Let's explore the dataset to understand its structure and contents.

In [None]:
# Display basic information about the dataset
df.info()

# Describe the dataset to get statistical summaries
df.describe(include='all')

## Visualization

Next, we will visualize key metrics to identify trends and patterns.

In [None]:
# Example visualization: Sales over time
# Convert 'refdate' to datetime if necessary
df['refdate'] = pd.to_datetime(df['refdate'], errors='coerce')

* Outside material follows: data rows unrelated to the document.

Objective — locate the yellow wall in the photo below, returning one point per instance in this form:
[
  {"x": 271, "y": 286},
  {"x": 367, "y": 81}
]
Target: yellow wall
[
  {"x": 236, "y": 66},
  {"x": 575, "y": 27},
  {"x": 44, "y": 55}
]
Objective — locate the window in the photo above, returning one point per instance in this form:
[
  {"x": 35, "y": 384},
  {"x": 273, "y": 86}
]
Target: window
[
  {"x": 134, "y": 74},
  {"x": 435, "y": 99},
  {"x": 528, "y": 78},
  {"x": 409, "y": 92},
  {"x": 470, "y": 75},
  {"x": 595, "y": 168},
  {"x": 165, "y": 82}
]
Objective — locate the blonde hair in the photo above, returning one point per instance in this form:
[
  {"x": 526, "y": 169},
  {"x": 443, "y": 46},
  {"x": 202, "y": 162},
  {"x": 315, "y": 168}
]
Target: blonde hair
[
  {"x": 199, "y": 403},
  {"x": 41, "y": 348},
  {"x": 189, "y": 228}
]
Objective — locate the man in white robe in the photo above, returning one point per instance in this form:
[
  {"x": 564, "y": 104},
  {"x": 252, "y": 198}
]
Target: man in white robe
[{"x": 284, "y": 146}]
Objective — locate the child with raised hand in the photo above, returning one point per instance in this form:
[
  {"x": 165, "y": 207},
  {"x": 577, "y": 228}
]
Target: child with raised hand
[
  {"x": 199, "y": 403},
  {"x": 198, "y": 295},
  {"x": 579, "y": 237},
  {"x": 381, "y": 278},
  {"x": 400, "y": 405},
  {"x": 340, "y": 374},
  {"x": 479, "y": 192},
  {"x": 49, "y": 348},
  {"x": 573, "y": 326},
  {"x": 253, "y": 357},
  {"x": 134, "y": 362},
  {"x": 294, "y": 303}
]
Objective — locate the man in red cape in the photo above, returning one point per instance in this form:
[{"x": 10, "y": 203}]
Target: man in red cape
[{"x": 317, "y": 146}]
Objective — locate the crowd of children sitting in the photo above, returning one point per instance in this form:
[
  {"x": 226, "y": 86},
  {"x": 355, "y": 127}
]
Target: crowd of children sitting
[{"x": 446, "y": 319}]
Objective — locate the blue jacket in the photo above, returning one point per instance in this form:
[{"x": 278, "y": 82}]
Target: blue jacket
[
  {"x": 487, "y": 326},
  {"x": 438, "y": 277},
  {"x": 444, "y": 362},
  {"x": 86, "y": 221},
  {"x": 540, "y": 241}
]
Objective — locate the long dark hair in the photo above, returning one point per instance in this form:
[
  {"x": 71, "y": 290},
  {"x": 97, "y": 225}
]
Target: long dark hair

# Group by date and sum sales
sales_over_time = df.groupby('refdate')['saleamt'].sum().reset_index()

# Plotting
plt.figure(figsize=(12, 6))
sns.lineplot(data=sales_over_time, x='refdate', y='saleamt')
plt.title('Total Sales Over Time')
plt.xlabel('Date')
plt.ylabel('Total Sales Amount')
plt.xticks(rotation=45)
plt.tight_layout()
plt.show()

## Conclusion

This notebook serves as a starting point for exploratory data analysis on the Famus Report dataset. Further analysis can be conducted based on the insights gained from this exploration.